MoLF architecture outperforms baselines in pan-cancer histogenomic prediction and gene latent manifold mapping

Scientists demonstrate a new state-of-the-art approach to pan-cancer histogenomic prediction, achieving a 2-Wasserstein distance of 0.292 on a synthetic eight-Gaussian task. This result, obtained using the Mixture-of-Latent-Flow (MoLF) architecture, surpasses the performance of a Dense Transformer baseline which yielded a distance of 0.315.

The MoLF model effectively decoupled the learning of multi-modal distributions, simplifying the task of mapping noise to the gene latent manifold. Experiments conducted on the HEST-1k pan-cancer benchmark reveal that MoLF outperforms existing specialized and foundation model baselines. The research utilizes a curated gene panel comprising the union of 50 MSigDB Hallmark pathways and the top-50 cancer-specific Highly Variable Genes, establishing a robust evaluation framework.

MoLF achieves superior performance on the Top-50 Highly Variable Genes, with mean and standard deviation reported across two independent training splits. Specifically, the MoLF architecture employed a Top-2 gating strategy with six experts to ensure training stability and maximize expert utilization. This configuration mitigates the risk of routing collapse while providing sufficient capacity to model pan-cancer heterogeneity.

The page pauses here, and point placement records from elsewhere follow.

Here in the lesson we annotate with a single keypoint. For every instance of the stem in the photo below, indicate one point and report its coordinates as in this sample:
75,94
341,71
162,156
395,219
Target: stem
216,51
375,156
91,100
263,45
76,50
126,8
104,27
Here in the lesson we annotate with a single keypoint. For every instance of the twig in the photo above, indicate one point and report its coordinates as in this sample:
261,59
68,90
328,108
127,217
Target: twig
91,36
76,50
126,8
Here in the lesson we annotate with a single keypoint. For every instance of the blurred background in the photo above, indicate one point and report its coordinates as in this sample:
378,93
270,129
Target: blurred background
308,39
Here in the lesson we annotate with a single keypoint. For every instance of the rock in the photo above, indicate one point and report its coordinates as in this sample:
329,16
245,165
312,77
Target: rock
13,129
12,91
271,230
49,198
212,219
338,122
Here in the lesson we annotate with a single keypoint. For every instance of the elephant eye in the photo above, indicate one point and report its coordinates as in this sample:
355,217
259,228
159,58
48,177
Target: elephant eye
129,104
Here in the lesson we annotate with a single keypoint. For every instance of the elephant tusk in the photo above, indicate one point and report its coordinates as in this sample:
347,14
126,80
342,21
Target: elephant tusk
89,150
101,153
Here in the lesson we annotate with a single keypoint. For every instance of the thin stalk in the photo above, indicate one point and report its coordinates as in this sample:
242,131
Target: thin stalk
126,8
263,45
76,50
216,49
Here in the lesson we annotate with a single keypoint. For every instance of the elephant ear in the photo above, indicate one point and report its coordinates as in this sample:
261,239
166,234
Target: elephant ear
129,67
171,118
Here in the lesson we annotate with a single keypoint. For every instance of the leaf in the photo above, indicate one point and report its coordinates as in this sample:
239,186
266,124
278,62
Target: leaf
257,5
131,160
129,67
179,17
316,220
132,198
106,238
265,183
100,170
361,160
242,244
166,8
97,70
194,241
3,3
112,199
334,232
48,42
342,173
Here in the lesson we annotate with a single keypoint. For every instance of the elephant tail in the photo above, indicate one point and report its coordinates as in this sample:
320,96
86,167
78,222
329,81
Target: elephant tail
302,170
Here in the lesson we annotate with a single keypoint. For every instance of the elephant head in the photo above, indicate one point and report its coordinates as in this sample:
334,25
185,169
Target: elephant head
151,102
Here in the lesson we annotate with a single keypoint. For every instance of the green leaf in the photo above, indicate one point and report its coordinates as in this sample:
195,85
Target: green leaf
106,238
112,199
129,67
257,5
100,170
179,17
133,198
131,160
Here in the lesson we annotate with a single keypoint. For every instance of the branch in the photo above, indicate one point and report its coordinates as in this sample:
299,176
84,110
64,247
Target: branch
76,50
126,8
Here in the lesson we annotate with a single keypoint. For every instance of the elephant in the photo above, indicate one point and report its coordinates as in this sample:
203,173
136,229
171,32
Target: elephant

The study demonstrates that MoLF’s conditional flow-matching framework effectively addresses the challenges of spatial transcriptomics prediction, resolving the ill-posed inverse problem where similar histological morphologies can correspond to diverse molecular states. Furthermore, the work exhibits zero-shot generalization to cross-species data, suggesting the capture of fundamental, conserved histo-molecular mechanisms.

Pan-cancer image analysis reveals transferable histo-molecular representations with MoLF, enabling cross-cancer prediction of patient outcomes

Researchers have developed a new generative model, MoLF (Mixture-of-Latent-Flow), for predicting gene expression from histological images across multiple cancer types. This model utilizes a conditional Flow Matching objective and a Mixture-of-Experts architecture to effectively map image data to a gene latent manifold, allowing it to decouple and optimize the analysis of diverse tissue patterns.

Experiments demonstrate that MoLF achieves state-of-the-art performance on pan-cancer benchmarks, surpassing both specialized models and existing foundation models. MoLF’s architecture enables it to learn robust and transferable features by training on a diverse, pan-cancer dataset, rather than being limited by tissue-specific training.

The model also exhibits zero-shot generalization to cross-species data, indicating that it captures fundamental and conserved histo-molecular mechanisms. Ablation studies confirm the importance of the Mixture-of-Experts component, which avoids capacity bottlenecks by routing signals to specialized sub-networks, and demonstrate that while highly variable gene expression is driven by local patch morphology, broader Hallmark Pathway prediction relies on regional tissue architecture.

The authors acknowledge that removing spatial awareness through ablation of positional encoding slightly improved performance on highly variable gene prediction, suggesting these genes are primarily driven by local morphology. However, this negatively impacted the prediction of Hallmark Pathways, which depend on broader tissue architecture. Future research could focus on refining the integration of spatial information to further enhance the model’s performance on structure-dependent pathways and exploring the application of MoLF to other biological domains where histogenomic profiling is valuable.